Для свиней, догадался я и спросил, много ли они держат свиней.
— Мы свиней не держим, да и заставишь Гордея Порфирьевича на свое хозяйство работать. Куры только у нас да коза, вот и вся скотина, — посетовала женщина, но глубокого осуждения в ее голосе не было.
— Значит, и бригадир уехал?
— И он поехал, да всех-то их человек двадцать набралось с ребятишками. А вы, чай, не из района будете?
Я назвал себя.
— Поминал вас Гордей Порфирьевич, поминал. — Тут она стала приглашать меня в дом попить чайку.
— Спасибо, — сказал я, — в другой уж раз обязательно. — И спросил, где живет Казанков.
— Казанков-то? — Она с любопытным прищуром поглядела на меня. — Да вот по нашему порядку седьмой дом будет. — Никак, опять жалоба какая-нибудь? — И она скорбно покачала головой.
— Нет, просто хочу познакомиться.
— А, вон как! Ну, познакомься, познакомься!..
Она провожает меня до калитки, и я иду и считаю дома под высокими желтыми березами и ветлами. Вот и седьмой дом. Странный дом. Срублен почему-то из липы, бревна почернели, местами даже размочалились. Никогда не видел домов из липы. Обналичка на трех окнах висит как-то косо. И я даже подумал, что я обсчитался и здесь живет какая-нибудь вдовая старуха. Но тут за окном защелкала машинка. Нет, все верно: «Продал корову и купил печатную машинку». Тогда я и не совсем поверил в эту нелепость, но когда изба из липы, на дворе трава некошеная, сени без потолка, когда в крестьянском доме нет даже намека на сельский образ жизни, тогда и пишущая машинка вроде бы делается уместной — причуды одного порядка, хотя и не совсем невинные. Понаслышке-то я знал породу всем недовольных стариков, которым кажется, что во времена их молодости все было не так, как теперь, что мы, молодые, позабыли все их завоевания, все принципы, которые они утверждали не жалея своих жизней. Но мне кажется такая точка зрения какой-то старческой болезнью, очень притом обычной, а если и бывает в этом брюзжании доля истины, то, скорей, в доморощенно-теоретическом плане. Но ведь жизнь и реальные проблемы дня редко совпадают с подобной теорией. И таких болезненно-трагических стариков как-то жалко, если, конечно, они не встревают в твои дела и не мешают работать своими нравоучениями и кляузами. Но вот этот другой, этот активный старик, желчный и злой, — именно таким он мне сразу и кажется, когда я вижу его склонившимся над машинкой, точно какая хищная птица: узкие вздернутые плечи, лысый плоский затылок, дужки очков за оттопыренными ушами. Он довольно проворно долбит крючковатыми пальцами на машинке и не слышит, как я вхожу, как окликаю его:
— Тимофей Нвапыч, можно к вам? — Так что мне приходится повторить громче.

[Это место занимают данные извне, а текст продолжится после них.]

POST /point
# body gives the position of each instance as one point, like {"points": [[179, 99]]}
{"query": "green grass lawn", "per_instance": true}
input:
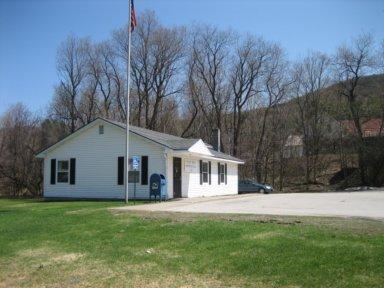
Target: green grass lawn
{"points": [[84, 244]]}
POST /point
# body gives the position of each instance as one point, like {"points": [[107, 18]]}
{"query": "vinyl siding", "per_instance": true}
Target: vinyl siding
{"points": [[96, 163], [191, 180]]}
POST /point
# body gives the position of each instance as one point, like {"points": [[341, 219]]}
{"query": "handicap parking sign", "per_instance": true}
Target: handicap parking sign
{"points": [[135, 162]]}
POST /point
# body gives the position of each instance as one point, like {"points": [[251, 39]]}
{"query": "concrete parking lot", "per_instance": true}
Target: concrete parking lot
{"points": [[346, 204]]}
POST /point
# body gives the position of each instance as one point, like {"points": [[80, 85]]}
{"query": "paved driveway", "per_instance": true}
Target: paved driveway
{"points": [[358, 204]]}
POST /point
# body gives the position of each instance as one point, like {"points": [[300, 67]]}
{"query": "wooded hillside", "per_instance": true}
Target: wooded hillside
{"points": [[188, 81]]}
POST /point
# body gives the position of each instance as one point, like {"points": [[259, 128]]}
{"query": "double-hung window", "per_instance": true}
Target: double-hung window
{"points": [[62, 171], [222, 173], [205, 172]]}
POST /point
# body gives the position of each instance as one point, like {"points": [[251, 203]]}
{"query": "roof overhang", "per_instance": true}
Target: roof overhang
{"points": [[204, 156]]}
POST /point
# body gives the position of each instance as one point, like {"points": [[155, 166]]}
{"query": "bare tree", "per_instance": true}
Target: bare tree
{"points": [[210, 61], [312, 75], [71, 67], [275, 86], [20, 139], [247, 70], [156, 65], [351, 63]]}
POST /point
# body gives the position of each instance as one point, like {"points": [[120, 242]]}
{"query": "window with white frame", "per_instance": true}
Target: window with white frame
{"points": [[222, 173], [62, 171], [101, 129], [205, 172]]}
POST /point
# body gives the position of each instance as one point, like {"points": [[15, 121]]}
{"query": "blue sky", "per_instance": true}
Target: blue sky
{"points": [[31, 30]]}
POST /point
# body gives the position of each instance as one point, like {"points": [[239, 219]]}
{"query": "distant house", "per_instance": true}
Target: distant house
{"points": [[90, 164], [294, 146], [370, 128]]}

Казанков как-то вздрагивает, пальцы его, поднятые для удара по клавишам, застывают, и медленно, точно боясь спугнуть меня, медленно поворачивает голову.

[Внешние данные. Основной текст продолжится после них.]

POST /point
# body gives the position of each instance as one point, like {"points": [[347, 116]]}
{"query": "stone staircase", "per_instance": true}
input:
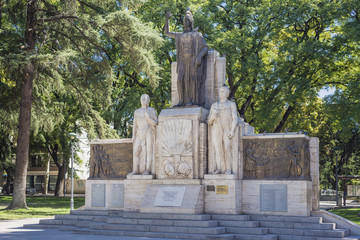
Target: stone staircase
{"points": [[196, 226]]}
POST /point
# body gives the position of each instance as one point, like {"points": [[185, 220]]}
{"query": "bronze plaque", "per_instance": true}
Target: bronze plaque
{"points": [[277, 158], [111, 160], [222, 189]]}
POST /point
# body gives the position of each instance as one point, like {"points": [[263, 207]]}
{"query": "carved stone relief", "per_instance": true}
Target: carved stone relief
{"points": [[176, 149], [110, 161], [287, 158]]}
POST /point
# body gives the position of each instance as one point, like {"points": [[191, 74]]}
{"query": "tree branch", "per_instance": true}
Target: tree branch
{"points": [[56, 18]]}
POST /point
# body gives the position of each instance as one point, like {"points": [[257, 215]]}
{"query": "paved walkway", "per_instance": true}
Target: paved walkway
{"points": [[13, 229]]}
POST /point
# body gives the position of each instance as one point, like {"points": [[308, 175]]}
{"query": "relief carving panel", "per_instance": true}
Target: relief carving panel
{"points": [[110, 161], [176, 149], [276, 158]]}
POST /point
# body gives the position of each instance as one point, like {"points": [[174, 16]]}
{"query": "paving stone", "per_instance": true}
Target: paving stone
{"points": [[340, 233], [311, 226], [51, 222], [231, 217], [249, 224], [276, 224], [256, 237], [256, 231], [210, 223], [89, 212], [291, 237]]}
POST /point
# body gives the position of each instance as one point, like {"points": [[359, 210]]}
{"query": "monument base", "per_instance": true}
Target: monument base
{"points": [[104, 194], [222, 194], [276, 197], [184, 199]]}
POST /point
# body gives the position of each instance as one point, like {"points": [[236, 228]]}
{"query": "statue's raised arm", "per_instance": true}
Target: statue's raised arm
{"points": [[167, 31], [191, 51]]}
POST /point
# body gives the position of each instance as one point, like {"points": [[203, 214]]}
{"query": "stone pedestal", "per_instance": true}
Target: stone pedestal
{"points": [[222, 194], [104, 194], [173, 198], [182, 143], [276, 197], [140, 195]]}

— Здравствуйте, — говорю я.
Он молча выкручивает из машинки листок, убирает со стола все бумаги.
— Проходите, — роняет он сухо и угрюмо.
Но этот холодный прием меня почему-то веселит, я смело иду вперед, протягиваю Казанкову руку, называю себя и сажусь без приглашения к столу на табуретку.
Казанков медленным движением снимает очки и просто впивается в меня глазами.
— Значит, это вы и есть новый парторг? — Вопрос звучит по-прокурорски как-то, но я улыбаюсь и киваю головой. Казанков, однако, неотрывно смотрит мне прямо в глаза и молчит.
— Вот решил зайти, — говорю я. — Как здоровье?
Кривая усмешка в ответ.
— Если не доконает райком, еще потяну.
— Сколько вам лет, Тимофей Иваныч?
— Годы тут ни при чем. Если не доконает райком, я сказал.
— Я подумал, что вы часто болеете…
— Мои морщины не от болезней, — жестко замечает он.
— Но в прошлом году вы были всего на одном партсобрании, в этом — на двух, вот я и подумал…
— Эти ваши партсобрания меня скорее в гроб вгонят, чем все районные прохвосты.
— Почему вы так думаете?
— Потому что ваша пустая болтовня для меня, старого партийца, хуже яда.
— Иногда мы говорим и депо, — отвечаю я со снисходительной улыбкой.
— Это только вам так кажется. Вам лично, — уточняет он.
Однако этот безапелляционный тон начинает меня раздражать.
— В партии вы, кажется, с тридцать девятого года?
Он вздергивает брови и смотрит на меня с нескрываемой злобой.
— Я в тринадцать лет возил из Казани революционные листовки и распространял их с риском для жизни в чувашских деревнях и селах. Вы можете это понять? — с тринадцати лет!
И, принимая, должно быть, мое молчание за неверие, свойственное — как, видно, он думает, — нынешнему поколению, Казанков выхватывает из стола объемистую панку и кладет передо мной.
— Тут все документально! — И с победным злорадством глядит на меня.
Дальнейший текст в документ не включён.